What's Your Value?

Posted On: 2016-07-18

So, what were you being paid in your old job ... you know, the one you did before you became a full-time adult webmaster?

You almost certainly were being paid far less than you thought that you were worth and you undoubtedly wanted to be paid more but was the work you were doing really worth more?

Every one of us ... unless you're a politician and can set your own salary ... is paid for the value of the work we do. Somebody who has worked in the same job, doing the same thing day after day, year after year, is not worth much more than somebody who has been in the same job for just one year.

The 20-year veteran is bringing no more value to his employer than the guy who has been there for one year. If the guy who has been in the job for 20 years is producing blue widgets are his blue widgets more valuable than blue widgets produced by someone who has been there for a much shorter time?

Of course not; each person in that scenario is producing items of the same value so there is no reason for there to be any difference in the pay person earns. If one of them wants to earn more he either has to produce more or produce something of greater value.

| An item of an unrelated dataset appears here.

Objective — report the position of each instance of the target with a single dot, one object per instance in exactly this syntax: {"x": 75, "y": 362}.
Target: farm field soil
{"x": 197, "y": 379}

And that's the way it is in any business ... even this one. If you want to earn more you either have to produce more or produce something that is of greater value for the people who might want to buy whatever you're selling.

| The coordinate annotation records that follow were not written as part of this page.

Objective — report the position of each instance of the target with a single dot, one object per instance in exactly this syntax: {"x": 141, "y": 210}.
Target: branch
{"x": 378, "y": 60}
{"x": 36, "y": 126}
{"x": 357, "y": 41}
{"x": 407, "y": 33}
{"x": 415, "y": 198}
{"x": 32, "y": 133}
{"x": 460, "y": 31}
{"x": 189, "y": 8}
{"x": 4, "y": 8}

For us, here in this industry, there is often the chance to produce more. We can build more galleries and free sites and make sure that they reach more people and that will inevitably help us to earn more because, with more products and more exposure comes the chance of more sales.

To some extent our business is more scalable but we have limits. We can work smarter and harder and produce more of the same but sooner or later we reach a point where we have reached the limits of scalability ... so what do we do then?

If you follow what more and more "experts" are teaching over in mainstream you will start looking at ways of adding more value ... but how do people on the bottom rungs of this industry's ladder add more value?

If you were in mainstream and selling a service or product all you have to do is add more bells and whistles that might add value without adding too much cost but what can affiliate marketers here in adult do to add value?

That's an interesting question and it is made even more interesting by the fact that our market has some serious trust issues with us. In mainstream potential customers may be wary of any offer but the people who make them are not anonymous and many of them do have some serious credibility thanks to testimonials and lots of other experts talking about them

Here we're anonymous and any press we get is rarely good so what can we do to encourage sales by adding value? It's an interesting question and one that you should be thinking about even though there seem to be some insurmountable problems.

The Ask method
Engaging your surfers is not something that we try and do here in adult. The idea has always been to attract potential signups and then got them off to our sponsor as quickly as we could and there is not much room in that for getting to know your potential customers but maybe it's time we started to change that.

Maybe it's time we got to know the people who hit our marketing websites just a little better because that can help us know how to market to them more effectively.

The Ask method seems to be fairly hot over in mainstream at the moment and, if you do a search for "ask method" you will find the site that is promoting this way of getting some useful information from your surfers.

Of course, because of the nature of the industry we are in many of the answers we might get if we use this method will be garbage but, sprinkled in amongst the rubbish, you just might get some very useful information.

Let's face it, anything that might help know more about the people we're trying to sell to has got to be good for business.